Consequently noisy data that detected amongthe navigation menu, advertising banner and other information 
content of the web document influences adversely theperformance of mobile applications that involves with 
thecontent as such [5]. In addition, Sharma and Bhatia [6] expanded a page replacement algorithmin order to 
separate noisy data from web document. Chae et al. [7] mention it is compulsory that big data analytics in 
supply chain management (SCM) be collective with SCM objectives to advance working performance and 
escalate the value of analytics. However, they have not been looking at practical issue of missingness. 

Noisy data is described as worthless data. The term is called as an alternative expression for crooked 
data as depicted in Figure 2. Nonetheless, the meaning has included any incomprehensive data for instance 
unstructured format of data. Any unreadable data which has been detected by the machine will develop and 
can be defined as noise. Shabir and Padma [8] presented a denoise procedure to improve the quality of 
original image. Noisy data is worsening of data collection caused by external hazards. These noise include 
not only internal problems such as software or hardware incompatibility or viruses, system malfunction, 
failures, or flaws, but also environmental hazards such as dust, moist, extreme temperatures, black-outs, and 
water. Noisy data on the other hand redundantly requires the extraordinary amount of saving space and can 
unfavorably upset the outcomes of data analytics. 
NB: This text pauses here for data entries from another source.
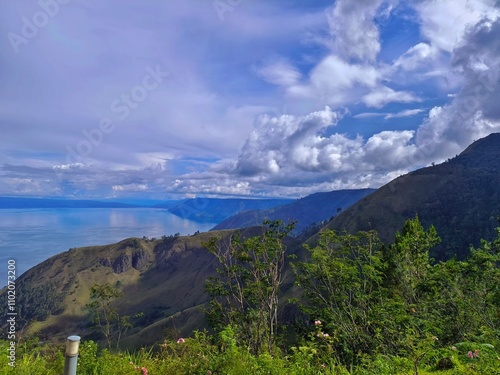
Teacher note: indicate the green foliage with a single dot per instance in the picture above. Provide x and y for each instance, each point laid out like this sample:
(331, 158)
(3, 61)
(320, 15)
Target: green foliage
(343, 285)
(245, 294)
(104, 316)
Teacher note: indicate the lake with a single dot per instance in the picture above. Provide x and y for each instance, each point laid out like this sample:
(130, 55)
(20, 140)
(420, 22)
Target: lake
(30, 236)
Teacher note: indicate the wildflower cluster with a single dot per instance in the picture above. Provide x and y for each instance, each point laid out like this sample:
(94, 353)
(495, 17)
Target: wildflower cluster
(144, 370)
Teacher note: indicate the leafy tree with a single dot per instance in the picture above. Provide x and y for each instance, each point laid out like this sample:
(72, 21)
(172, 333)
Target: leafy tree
(342, 282)
(105, 316)
(245, 292)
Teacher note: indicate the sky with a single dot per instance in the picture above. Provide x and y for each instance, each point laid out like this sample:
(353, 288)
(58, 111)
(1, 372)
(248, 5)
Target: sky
(239, 98)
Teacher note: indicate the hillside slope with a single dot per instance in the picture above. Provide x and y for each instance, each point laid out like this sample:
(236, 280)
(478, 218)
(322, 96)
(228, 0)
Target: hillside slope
(214, 210)
(312, 209)
(460, 197)
(163, 279)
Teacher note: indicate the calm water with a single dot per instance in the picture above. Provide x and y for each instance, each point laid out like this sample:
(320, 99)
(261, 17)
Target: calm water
(29, 236)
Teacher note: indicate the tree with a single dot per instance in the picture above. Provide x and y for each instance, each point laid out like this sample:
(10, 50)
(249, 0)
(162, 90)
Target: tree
(245, 292)
(104, 316)
(342, 282)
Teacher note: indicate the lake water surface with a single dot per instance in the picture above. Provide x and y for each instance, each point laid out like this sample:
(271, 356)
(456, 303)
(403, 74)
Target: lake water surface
(29, 236)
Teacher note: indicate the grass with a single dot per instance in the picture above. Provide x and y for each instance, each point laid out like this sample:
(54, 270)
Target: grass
(199, 355)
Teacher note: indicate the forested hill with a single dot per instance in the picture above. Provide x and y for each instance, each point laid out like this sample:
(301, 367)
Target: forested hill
(460, 197)
(214, 210)
(312, 209)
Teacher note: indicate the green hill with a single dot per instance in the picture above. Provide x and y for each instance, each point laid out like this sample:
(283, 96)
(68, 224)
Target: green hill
(460, 197)
(309, 210)
(163, 279)
(214, 210)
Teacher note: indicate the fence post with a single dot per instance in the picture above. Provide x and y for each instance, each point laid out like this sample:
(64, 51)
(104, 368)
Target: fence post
(71, 355)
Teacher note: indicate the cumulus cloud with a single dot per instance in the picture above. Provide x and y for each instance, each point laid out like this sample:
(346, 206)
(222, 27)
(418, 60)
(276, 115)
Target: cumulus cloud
(473, 113)
(280, 73)
(405, 113)
(353, 29)
(383, 95)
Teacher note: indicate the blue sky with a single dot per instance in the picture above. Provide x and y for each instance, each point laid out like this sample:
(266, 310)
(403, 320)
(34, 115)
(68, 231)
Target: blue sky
(173, 99)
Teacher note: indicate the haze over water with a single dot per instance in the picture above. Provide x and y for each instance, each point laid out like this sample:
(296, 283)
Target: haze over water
(30, 236)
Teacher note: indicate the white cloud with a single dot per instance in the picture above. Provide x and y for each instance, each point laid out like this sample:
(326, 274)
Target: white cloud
(280, 73)
(405, 113)
(444, 22)
(353, 29)
(336, 82)
(383, 95)
(416, 57)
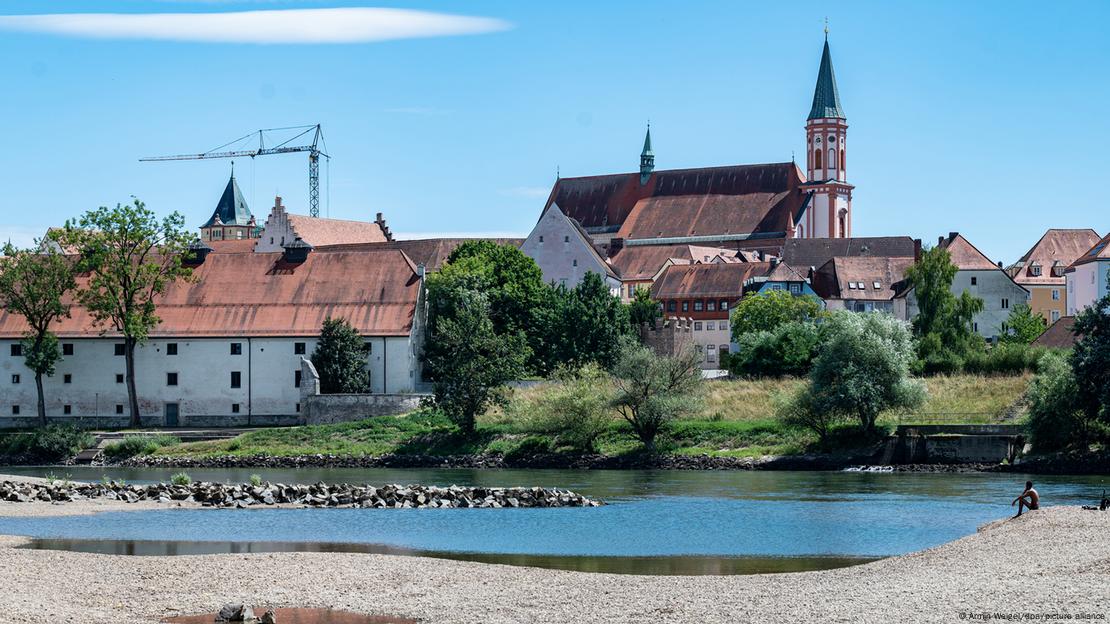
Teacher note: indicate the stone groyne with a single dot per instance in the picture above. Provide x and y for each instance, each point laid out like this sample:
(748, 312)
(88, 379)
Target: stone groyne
(315, 495)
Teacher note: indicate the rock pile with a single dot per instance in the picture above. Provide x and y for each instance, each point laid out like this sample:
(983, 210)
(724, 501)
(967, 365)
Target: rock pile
(316, 495)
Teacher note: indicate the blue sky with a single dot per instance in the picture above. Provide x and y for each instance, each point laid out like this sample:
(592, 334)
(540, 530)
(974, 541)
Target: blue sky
(985, 118)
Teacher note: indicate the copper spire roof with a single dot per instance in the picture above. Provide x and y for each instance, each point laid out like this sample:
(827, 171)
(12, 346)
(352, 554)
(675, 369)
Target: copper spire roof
(232, 208)
(826, 96)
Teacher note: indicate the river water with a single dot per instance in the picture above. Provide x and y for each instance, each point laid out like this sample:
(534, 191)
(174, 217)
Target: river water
(657, 522)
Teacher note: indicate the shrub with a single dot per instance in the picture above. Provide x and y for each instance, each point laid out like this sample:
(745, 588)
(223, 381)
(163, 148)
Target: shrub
(1055, 418)
(796, 409)
(576, 409)
(51, 443)
(133, 445)
(788, 350)
(653, 390)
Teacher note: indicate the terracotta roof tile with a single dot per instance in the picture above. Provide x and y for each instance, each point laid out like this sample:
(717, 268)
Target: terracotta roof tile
(320, 232)
(686, 202)
(1052, 253)
(256, 294)
(856, 278)
(706, 280)
(804, 253)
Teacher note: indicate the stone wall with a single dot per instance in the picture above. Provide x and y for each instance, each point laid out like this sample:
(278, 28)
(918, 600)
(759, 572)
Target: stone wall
(669, 336)
(324, 409)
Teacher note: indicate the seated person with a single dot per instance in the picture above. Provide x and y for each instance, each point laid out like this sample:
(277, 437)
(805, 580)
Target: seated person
(1029, 499)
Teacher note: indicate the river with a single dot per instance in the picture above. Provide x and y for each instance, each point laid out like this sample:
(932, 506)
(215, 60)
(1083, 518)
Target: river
(657, 522)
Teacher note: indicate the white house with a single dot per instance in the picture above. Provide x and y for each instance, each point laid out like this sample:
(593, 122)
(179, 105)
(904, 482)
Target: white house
(1088, 279)
(565, 252)
(228, 351)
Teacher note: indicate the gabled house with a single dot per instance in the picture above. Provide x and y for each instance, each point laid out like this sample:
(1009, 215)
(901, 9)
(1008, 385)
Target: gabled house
(1041, 270)
(565, 252)
(1087, 278)
(981, 278)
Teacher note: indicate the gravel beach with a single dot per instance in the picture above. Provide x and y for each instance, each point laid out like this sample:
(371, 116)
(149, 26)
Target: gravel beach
(1047, 563)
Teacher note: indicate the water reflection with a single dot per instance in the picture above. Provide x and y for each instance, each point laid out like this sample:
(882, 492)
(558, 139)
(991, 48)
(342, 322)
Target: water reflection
(653, 565)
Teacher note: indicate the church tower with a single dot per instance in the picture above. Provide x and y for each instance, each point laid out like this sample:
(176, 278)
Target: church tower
(826, 160)
(646, 158)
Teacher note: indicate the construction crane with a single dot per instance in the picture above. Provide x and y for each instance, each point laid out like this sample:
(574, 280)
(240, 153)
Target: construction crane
(282, 148)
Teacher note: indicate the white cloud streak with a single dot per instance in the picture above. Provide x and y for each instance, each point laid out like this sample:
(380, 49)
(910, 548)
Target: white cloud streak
(291, 26)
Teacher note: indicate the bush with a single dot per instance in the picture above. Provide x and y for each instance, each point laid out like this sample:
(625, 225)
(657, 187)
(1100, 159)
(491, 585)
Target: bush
(788, 350)
(576, 409)
(133, 445)
(51, 443)
(796, 409)
(1055, 418)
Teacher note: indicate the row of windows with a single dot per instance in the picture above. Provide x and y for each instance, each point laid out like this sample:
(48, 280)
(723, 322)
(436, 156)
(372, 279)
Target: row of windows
(171, 349)
(710, 325)
(699, 305)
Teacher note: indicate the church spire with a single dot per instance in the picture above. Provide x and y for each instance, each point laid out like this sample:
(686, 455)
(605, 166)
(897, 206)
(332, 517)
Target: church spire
(826, 96)
(646, 158)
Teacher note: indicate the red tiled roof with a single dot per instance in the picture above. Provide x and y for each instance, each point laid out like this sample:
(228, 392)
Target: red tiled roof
(430, 252)
(319, 232)
(856, 278)
(1056, 249)
(686, 202)
(804, 253)
(256, 294)
(643, 262)
(688, 281)
(1099, 251)
(965, 254)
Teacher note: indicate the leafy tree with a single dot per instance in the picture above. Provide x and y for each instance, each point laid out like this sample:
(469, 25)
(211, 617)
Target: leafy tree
(1055, 418)
(654, 390)
(1022, 325)
(576, 409)
(1090, 362)
(32, 285)
(471, 360)
(767, 311)
(864, 368)
(131, 258)
(643, 309)
(944, 322)
(788, 350)
(340, 359)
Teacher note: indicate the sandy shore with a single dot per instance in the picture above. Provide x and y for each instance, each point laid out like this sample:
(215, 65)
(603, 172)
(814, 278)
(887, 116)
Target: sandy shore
(1056, 561)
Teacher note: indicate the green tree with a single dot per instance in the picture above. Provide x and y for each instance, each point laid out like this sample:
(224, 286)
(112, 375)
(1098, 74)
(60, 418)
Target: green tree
(643, 309)
(944, 322)
(654, 390)
(340, 359)
(471, 360)
(864, 368)
(1022, 325)
(33, 284)
(766, 311)
(1055, 418)
(130, 258)
(1090, 362)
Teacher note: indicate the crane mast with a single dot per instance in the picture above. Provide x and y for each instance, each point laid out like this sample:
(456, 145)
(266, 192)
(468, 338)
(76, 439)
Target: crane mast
(313, 148)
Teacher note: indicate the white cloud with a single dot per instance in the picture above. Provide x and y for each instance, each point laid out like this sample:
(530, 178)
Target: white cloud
(526, 192)
(291, 26)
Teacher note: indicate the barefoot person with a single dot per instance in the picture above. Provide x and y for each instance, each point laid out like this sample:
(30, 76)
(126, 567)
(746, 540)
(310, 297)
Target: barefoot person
(1029, 499)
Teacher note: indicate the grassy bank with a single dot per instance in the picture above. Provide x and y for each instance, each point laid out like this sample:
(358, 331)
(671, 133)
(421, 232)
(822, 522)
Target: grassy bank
(737, 420)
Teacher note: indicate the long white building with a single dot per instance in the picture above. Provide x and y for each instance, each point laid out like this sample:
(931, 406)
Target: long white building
(228, 351)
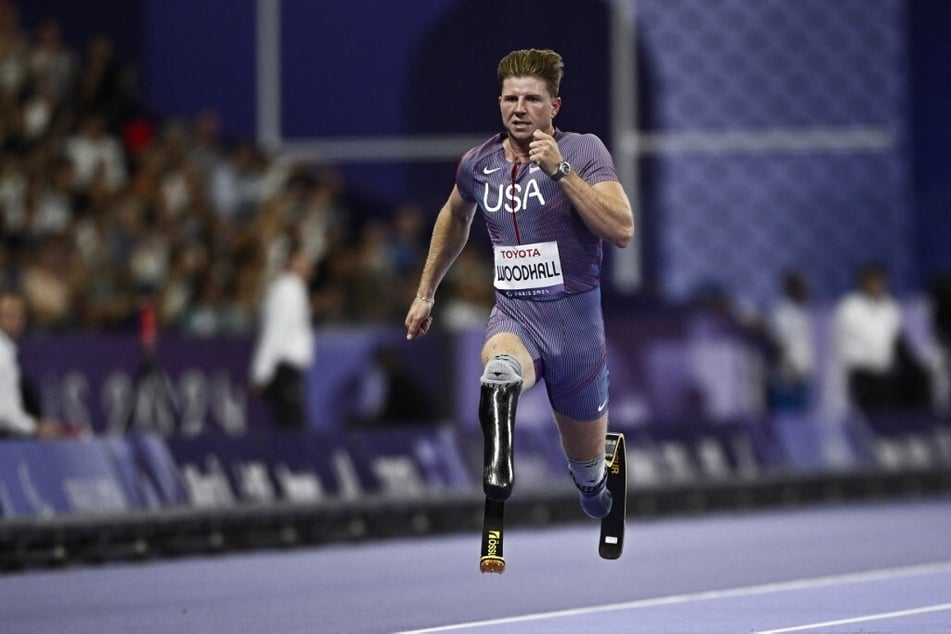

Thus analysis can overcome this problem by employing data collected previously (historical data) to 
filter out noisy data and ease data curation. Much of noisy data can affect failures in hardware processing and 
accuracy. Moreover, typos, slang, misspelling, careless and other abbreviations can obstruct machine 
learning. Corrupt data is a realistic trouble, induced either because of defective data sources or during data 
broadcast (traversing). Noise is able to seriously mess up machine learning process of collected data. It is a 
much more rigorous trouble in case of data streams as it connects with concept drift. If a greedy algorithm is 
concerned to concept drift, it may qualify noise by erroneously picturing it as data from a fresh concept. If it 
is to be too strict to noise, it may have to ignore drifts then fine-tune. Besides, the computational complexity 
of the K-means algorithm with datasets has been evaluated in [9]. 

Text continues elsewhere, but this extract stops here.